ABC11 Investigates

Commissioners: School bond could be in jeopardy

Monday, October 01, 2012

There's new fallout over the shakeup at Wake County Schools that left Tony Tata out of a job.

ABC11 has learned major school projects in Wake County, including a proposed 2013 school bond, will be put on hold until the school board gives county commissioners more direction.

It appears to be the commissioners' response to the school board's decision to fire Superintendent Tony Tata.

"You can't move without leadership and without a superintendent," said Commissioner Paul Coble. "I don't see how they can move forward. They need to right their ship before we get into other conversations about how we're going to move forward on a bond."

Some school board members said Tata was fired last week because they were increasingly at odds with him after the majority party changed in the last election. Tata's ouster leaves in limbo major projects, including the creation of two new high schools, the student assignment plan, and the bond supporters hoped would be on the ballot next may.  

"I think we're on track for that," said School Board Chairman Kevin Hill.

Hill thinks the bond will still happen. He is resetting his expectations for when. Now, it may be November not May, but there's a question if even that is enough time.

County Commissioner Tony Gurley said the last school bond in 2006 took a good 18 months of planning and selling the idea to voters. It passed with only 52 percent of the vote.

Hill said the need for more schools in Wake County is real. He believes voters will see that.

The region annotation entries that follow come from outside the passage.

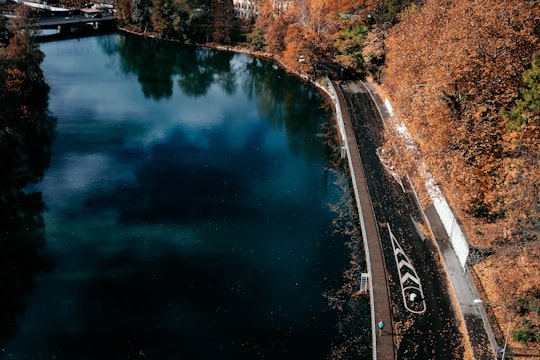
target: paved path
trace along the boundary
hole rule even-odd
[[[338,101],[342,109],[347,109],[345,98],[339,87],[336,86]],[[362,225],[362,238],[366,247],[366,261],[370,274],[370,297],[372,311],[373,358],[395,359],[394,340],[392,336],[392,313],[390,307],[389,289],[385,270],[385,260],[379,230],[371,204],[367,182],[364,176],[362,160],[356,144],[356,137],[352,127],[350,115],[347,111],[342,113],[345,127],[345,136],[348,144],[347,155],[351,177],[357,201],[360,222]],[[382,331],[378,328],[379,322],[384,322]]]

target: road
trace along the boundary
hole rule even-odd
[[[362,82],[341,82],[355,129],[387,267],[398,359],[462,359],[459,321],[439,253],[417,231],[422,217],[377,156],[383,121]],[[376,95],[376,94],[375,94]],[[377,96],[377,95],[376,95]],[[380,99],[379,99],[380,100]]]

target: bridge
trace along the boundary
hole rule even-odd
[[[60,32],[69,32],[71,31],[71,27],[91,25],[94,29],[97,29],[100,24],[107,26],[116,24],[116,20],[116,16],[113,14],[65,14],[64,16],[39,17],[34,23],[34,26],[40,29],[60,29]]]
[[[100,25],[116,25],[117,18],[113,13],[113,8],[108,6],[70,10],[32,1],[16,0],[16,2],[41,10],[33,23],[39,29],[58,29],[61,33],[69,33],[72,27],[92,26],[94,29],[98,29]],[[9,10],[3,11],[3,15],[6,18],[16,17],[15,12]]]

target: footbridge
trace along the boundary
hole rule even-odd
[[[112,6],[70,10],[32,1],[17,0],[17,3],[39,10],[33,23],[39,29],[58,29],[64,33],[70,32],[72,27],[92,26],[98,29],[101,25],[114,26],[117,21]],[[3,15],[7,18],[16,16],[13,11],[4,11]]]
[[[368,184],[364,174],[362,159],[347,102],[337,84],[330,82],[330,87],[337,97],[336,112],[339,118],[340,132],[347,152],[349,170],[360,218],[362,238],[366,250],[366,262],[369,275],[369,295],[371,305],[371,332],[374,360],[396,359],[396,349],[392,336],[393,317],[390,290],[387,286],[387,274],[384,252],[381,246],[379,228],[371,203]],[[343,111],[342,111],[343,109]]]

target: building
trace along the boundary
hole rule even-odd
[[[233,0],[236,15],[243,19],[257,16],[258,7],[254,0]]]

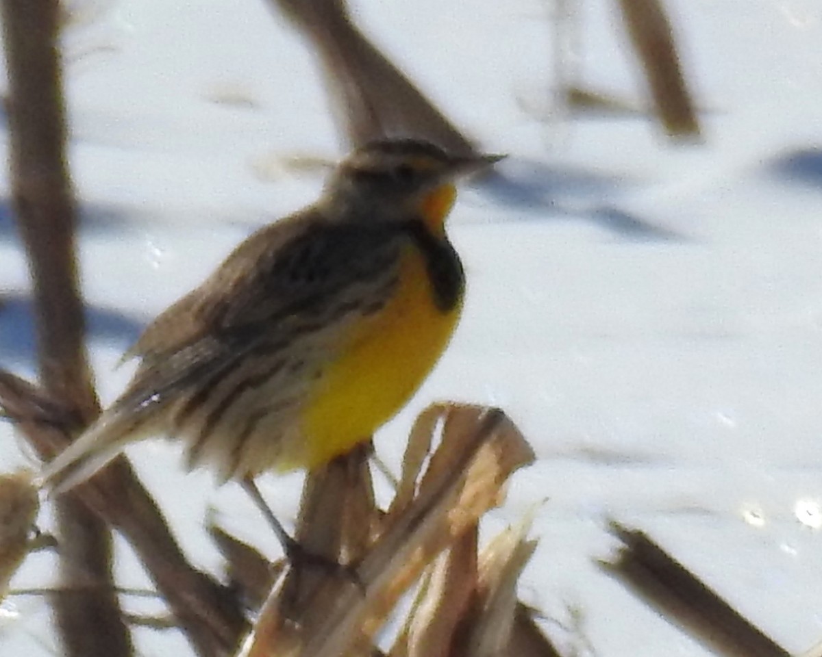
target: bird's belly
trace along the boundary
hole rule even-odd
[[[284,459],[284,469],[322,465],[390,420],[436,363],[460,310],[461,300],[447,311],[436,307],[423,258],[409,248],[392,298],[354,324],[307,400],[304,452]]]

"They've put together a tremendous amount of data to demonstrate the need for new schools," said Hill. "I think what we have to do a better job of is getting that information out to the public."

However, Coble said it's critical to have someone at the helm to steer the process.

"When they can actually pull themselves together and have some leadership, then we can get back together and talk about it," said Coble. "I don't see that happening until they get a new superintendent and he's had some time to figure out what's going on."

Both sides say the process shouldn't be and isn't political.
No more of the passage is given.